Pois é, a ditadura brasileira instalada em 31 de março de 1964 sob falaciosos argumentos de proteção à investida comunista e na verdade tendo o democrático imperialismo norte-americano como eminência parda, foi marcada pela omissão e obscurantismo de muitos setores de poder e instituições da sociedade da época, mas talvez nenhuma tenha ficado tão estigmatizada e rotulada como a Polícia Civil, .

Admitamos que a polícia existente era do Estado e não a polícia do cidadão (aqui, a rigor, subsiste um pleonasmo), que houve de fato inconcebíveis excessos em malfadadas delegacias, e que o uso indiscriminado da odiosa e extinta "prisão para averiguações" foi uma constante.

Ora, quem mandava era o rei. E isso não quer significar uma defesa das aberrações cometidas. Contudo, a Polícia não foi a única instituição que serviu ao Estado incondicionalmente.

Demais instituições, de fiscalização e controle, tinham a incumbência de anular ou ratificar, assim como hoje, toda e qualquer arbitrariedade e abuso, existindo até legislação aplicada à espécie, já que a "lei de abuso de autoridade" é de 1965 (Lei 4.898/65).

Sim, porque o ordenamento jurídico penal daquele período é o mesmo de hoje, os vetustos Código Penal, com ideologia reformulada só em 1984 com o advento da Lei 7.209/84, e o Código de Processo Penal, ambos de 1940.

A elite hodierna é a mesma de outrora. E por que somente a Polícia Civil é destacada como um símbolo da ditadura? Nem mesmo os militares, que personificaram o regime, possuem essa pecha.

Muitos arremedos de intelectuais, por meio de uma pseudoarte, procuraram caricaturar os policiais civis, sobretudo delegados, criando tipos amarfanhados, com barbas desgrenhadas, vestindo camisas espalhafatosas e apertadas, com quase todos os botões abertos, correntona grossa de ouro no pescoço e uma figa como pingente, cometendo erros crassos de português, repetindo boçalidades e bordões "institucionalizados", e esbanjando subserviência com os poderosos.

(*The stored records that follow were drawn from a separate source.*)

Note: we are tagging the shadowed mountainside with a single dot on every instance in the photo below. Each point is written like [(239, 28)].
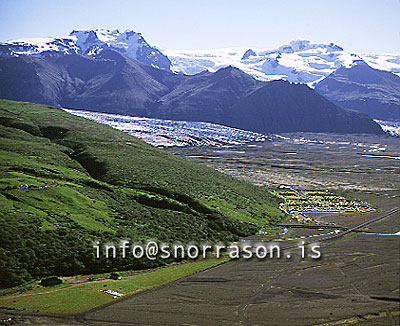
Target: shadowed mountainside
[(112, 83)]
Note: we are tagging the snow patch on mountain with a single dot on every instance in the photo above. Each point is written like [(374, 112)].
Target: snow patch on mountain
[(89, 42), (300, 61)]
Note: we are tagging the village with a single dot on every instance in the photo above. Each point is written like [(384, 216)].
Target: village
[(297, 203)]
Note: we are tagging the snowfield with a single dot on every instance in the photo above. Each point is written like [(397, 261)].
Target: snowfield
[(167, 133), (300, 61)]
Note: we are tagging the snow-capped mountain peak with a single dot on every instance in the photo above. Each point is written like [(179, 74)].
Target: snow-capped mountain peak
[(89, 42), (300, 61)]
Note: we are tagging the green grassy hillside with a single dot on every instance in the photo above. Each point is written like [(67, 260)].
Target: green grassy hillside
[(88, 181)]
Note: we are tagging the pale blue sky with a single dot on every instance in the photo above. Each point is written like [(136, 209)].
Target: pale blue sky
[(362, 26)]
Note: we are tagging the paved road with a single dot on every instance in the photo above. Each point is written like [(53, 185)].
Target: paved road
[(354, 277)]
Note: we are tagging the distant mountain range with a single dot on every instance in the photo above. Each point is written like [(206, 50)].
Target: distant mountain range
[(365, 89), (107, 81), (300, 61)]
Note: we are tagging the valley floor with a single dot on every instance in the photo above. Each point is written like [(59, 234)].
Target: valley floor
[(356, 280)]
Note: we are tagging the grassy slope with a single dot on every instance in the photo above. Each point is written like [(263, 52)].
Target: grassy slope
[(104, 184), (83, 297)]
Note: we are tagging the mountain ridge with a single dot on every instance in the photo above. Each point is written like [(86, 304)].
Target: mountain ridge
[(113, 83), (363, 88)]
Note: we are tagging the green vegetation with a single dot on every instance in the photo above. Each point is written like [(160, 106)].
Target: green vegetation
[(87, 181), (81, 297)]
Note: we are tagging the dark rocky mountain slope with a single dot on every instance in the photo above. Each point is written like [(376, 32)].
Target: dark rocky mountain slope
[(113, 83), (365, 89)]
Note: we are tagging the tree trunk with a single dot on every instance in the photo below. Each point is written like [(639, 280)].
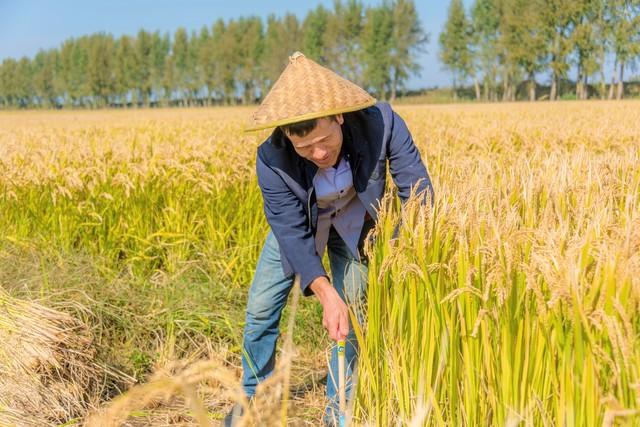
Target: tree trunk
[(585, 87), (394, 85), (554, 87), (532, 87), (603, 83), (476, 85), (579, 84), (620, 93), (613, 79), (505, 88)]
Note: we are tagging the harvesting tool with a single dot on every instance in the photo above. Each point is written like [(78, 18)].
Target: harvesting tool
[(341, 383)]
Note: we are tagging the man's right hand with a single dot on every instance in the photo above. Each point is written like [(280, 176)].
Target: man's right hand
[(335, 317)]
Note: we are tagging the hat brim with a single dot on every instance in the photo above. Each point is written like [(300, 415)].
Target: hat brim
[(309, 116)]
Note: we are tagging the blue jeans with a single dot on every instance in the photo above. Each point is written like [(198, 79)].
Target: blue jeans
[(267, 298)]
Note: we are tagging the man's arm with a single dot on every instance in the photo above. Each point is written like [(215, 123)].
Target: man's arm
[(286, 216), (406, 167)]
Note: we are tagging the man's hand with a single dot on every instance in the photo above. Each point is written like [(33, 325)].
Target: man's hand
[(335, 317)]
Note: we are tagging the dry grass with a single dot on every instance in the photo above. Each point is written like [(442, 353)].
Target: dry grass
[(516, 300), (48, 370)]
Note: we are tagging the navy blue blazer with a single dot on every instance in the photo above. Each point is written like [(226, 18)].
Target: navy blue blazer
[(371, 138)]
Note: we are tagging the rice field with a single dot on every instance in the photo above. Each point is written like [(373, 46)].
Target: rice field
[(513, 301)]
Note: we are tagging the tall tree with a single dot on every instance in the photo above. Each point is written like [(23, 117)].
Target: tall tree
[(558, 19), (407, 39), (625, 22), (250, 42), (485, 34), (45, 71), (282, 38), (314, 28), (455, 41), (523, 38), (377, 34), (180, 56), (124, 64), (100, 74), (344, 40)]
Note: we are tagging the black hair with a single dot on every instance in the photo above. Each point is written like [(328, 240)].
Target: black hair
[(302, 128)]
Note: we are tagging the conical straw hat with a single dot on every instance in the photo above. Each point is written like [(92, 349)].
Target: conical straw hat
[(306, 90)]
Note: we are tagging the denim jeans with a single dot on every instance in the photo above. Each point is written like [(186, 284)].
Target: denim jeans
[(267, 298)]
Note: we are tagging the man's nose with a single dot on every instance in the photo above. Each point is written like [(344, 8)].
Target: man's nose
[(319, 153)]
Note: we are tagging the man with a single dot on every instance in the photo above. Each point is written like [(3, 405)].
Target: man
[(322, 173)]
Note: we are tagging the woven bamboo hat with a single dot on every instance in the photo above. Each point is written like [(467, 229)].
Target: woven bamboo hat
[(306, 90)]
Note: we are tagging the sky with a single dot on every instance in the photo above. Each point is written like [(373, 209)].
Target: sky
[(29, 25)]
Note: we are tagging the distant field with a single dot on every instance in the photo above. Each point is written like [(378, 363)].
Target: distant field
[(513, 301)]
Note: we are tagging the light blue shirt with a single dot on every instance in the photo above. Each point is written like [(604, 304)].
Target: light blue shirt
[(338, 206)]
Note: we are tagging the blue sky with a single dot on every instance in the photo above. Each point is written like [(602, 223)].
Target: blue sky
[(28, 25)]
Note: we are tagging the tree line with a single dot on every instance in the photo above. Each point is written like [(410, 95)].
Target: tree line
[(230, 62), (500, 45)]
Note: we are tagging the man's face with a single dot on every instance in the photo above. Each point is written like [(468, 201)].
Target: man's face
[(323, 144)]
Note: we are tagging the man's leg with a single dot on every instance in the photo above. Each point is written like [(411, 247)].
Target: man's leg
[(267, 298), (350, 281)]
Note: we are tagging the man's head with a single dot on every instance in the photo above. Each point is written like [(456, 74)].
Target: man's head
[(317, 140)]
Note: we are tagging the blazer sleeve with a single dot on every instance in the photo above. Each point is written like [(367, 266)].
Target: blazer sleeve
[(406, 166), (286, 216)]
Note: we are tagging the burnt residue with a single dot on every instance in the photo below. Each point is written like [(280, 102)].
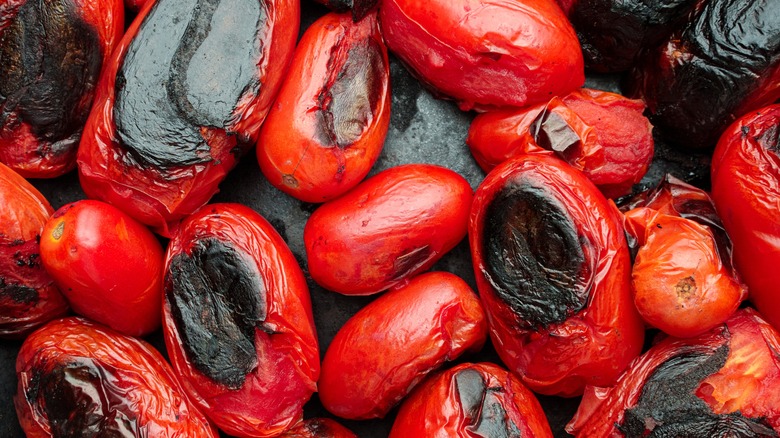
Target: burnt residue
[(187, 68), (216, 296), (533, 255)]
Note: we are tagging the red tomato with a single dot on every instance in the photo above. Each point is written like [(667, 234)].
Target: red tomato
[(107, 265), (329, 122), (380, 353)]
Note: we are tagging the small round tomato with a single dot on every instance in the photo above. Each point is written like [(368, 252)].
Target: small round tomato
[(108, 266)]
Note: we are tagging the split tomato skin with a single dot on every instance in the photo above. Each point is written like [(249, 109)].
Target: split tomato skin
[(329, 121), (391, 344), (390, 227)]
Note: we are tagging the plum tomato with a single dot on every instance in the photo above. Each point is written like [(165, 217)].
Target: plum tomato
[(52, 52), (28, 295), (108, 266), (553, 271), (391, 344), (181, 100), (486, 54), (329, 121), (237, 321), (77, 378), (471, 400)]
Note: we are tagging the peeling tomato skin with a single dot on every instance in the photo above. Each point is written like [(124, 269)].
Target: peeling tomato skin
[(325, 132), (390, 227), (391, 344)]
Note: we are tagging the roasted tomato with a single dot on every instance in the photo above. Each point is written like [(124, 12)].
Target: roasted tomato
[(77, 378), (51, 56), (28, 295), (182, 99), (602, 134), (746, 189), (722, 64), (722, 383), (471, 400), (329, 122), (390, 345), (392, 226), (484, 53), (108, 266), (238, 322), (552, 269)]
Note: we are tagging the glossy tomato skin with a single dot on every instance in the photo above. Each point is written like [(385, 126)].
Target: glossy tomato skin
[(724, 382), (469, 400), (178, 104), (79, 378), (238, 323), (391, 344), (463, 50), (745, 188), (28, 295), (108, 266), (393, 225), (53, 53), (329, 122), (552, 268)]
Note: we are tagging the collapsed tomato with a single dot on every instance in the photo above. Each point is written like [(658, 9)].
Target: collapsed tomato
[(552, 269), (52, 53), (470, 400), (238, 321), (182, 99), (77, 378), (329, 122), (390, 345)]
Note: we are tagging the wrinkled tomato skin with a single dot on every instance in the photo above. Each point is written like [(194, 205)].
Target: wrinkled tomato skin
[(390, 227), (462, 50), (391, 344), (28, 295), (238, 322), (53, 53), (557, 339), (745, 188), (108, 266), (724, 382), (325, 132), (97, 382), (159, 174), (443, 406)]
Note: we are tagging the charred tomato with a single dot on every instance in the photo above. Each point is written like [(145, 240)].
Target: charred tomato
[(238, 323), (552, 268), (328, 124)]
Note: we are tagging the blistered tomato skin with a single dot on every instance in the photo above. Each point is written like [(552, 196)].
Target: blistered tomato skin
[(552, 268), (238, 323), (78, 378), (391, 344), (470, 400), (182, 99), (108, 266), (325, 132), (462, 50)]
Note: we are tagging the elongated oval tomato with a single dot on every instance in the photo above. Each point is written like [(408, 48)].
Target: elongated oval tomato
[(28, 295), (182, 99), (77, 378), (390, 345), (108, 266), (329, 122), (552, 268), (52, 53), (238, 322)]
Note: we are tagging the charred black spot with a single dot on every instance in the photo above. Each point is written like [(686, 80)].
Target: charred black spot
[(533, 255), (216, 299)]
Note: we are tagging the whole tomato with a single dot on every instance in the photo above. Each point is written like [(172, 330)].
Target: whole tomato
[(107, 265)]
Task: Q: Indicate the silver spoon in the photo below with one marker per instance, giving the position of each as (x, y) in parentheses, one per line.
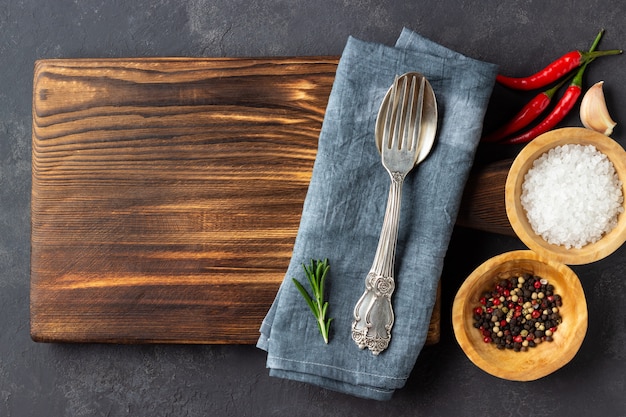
(405, 133)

Não obstante muitas dessas pessoas terem sido perseguidas pela ditadura militar, essa tentativa de vingança não contribui para formação do modelo de Estado que queremos. O nosso objetivo precípuo deve ter em mira a cooperação para aperfeiçoar as instituições democráticas, mas nunca de ridicularizá-las e menosprezá-las, perdendo-se de vista os avanços conquistados, a mudança de postura, o perfil da maioria dos veteranos e dos novos policiais que estão modificando paulatinamente a imagem da Polícia.

É evidente que há mazelas na Instituição, mas em todas há, não apenas na Policia Civil. Determinados sentimentos devem ser abandonados, sob pena de se constituir num recalque. A ditadura de Estado já acabou.

O descaso é tanto que muitos se esquecem, ou na verdade fingem que se esquecem, do seu papel de formadores de opinião, e tentam, como sofistas, fazer crer numa realidade inexistente.

Outro dia vi numa novela o "delegado" dizer que a testemunha estava presa para averiguações no prazo de dois dias. Ora, poderia-se ter aproveitado a oportunidade para alertar a população sobre possíveis arbitrariedades, deixando claro que, conforme o artigo 5º, inciso LXI da Constituição Federal: "Ninguém será preso senão em flagrante delito ou por ordem escrita e fundamentada da autoridade judiciária competente..."

Opta-se deliberadamente por renegar o interesse público em prol de um recôndito e pernicioso desejo de desforra, de incutir medo nas pessoas em prestarem um simples depoimento e acabarem por ficar presas.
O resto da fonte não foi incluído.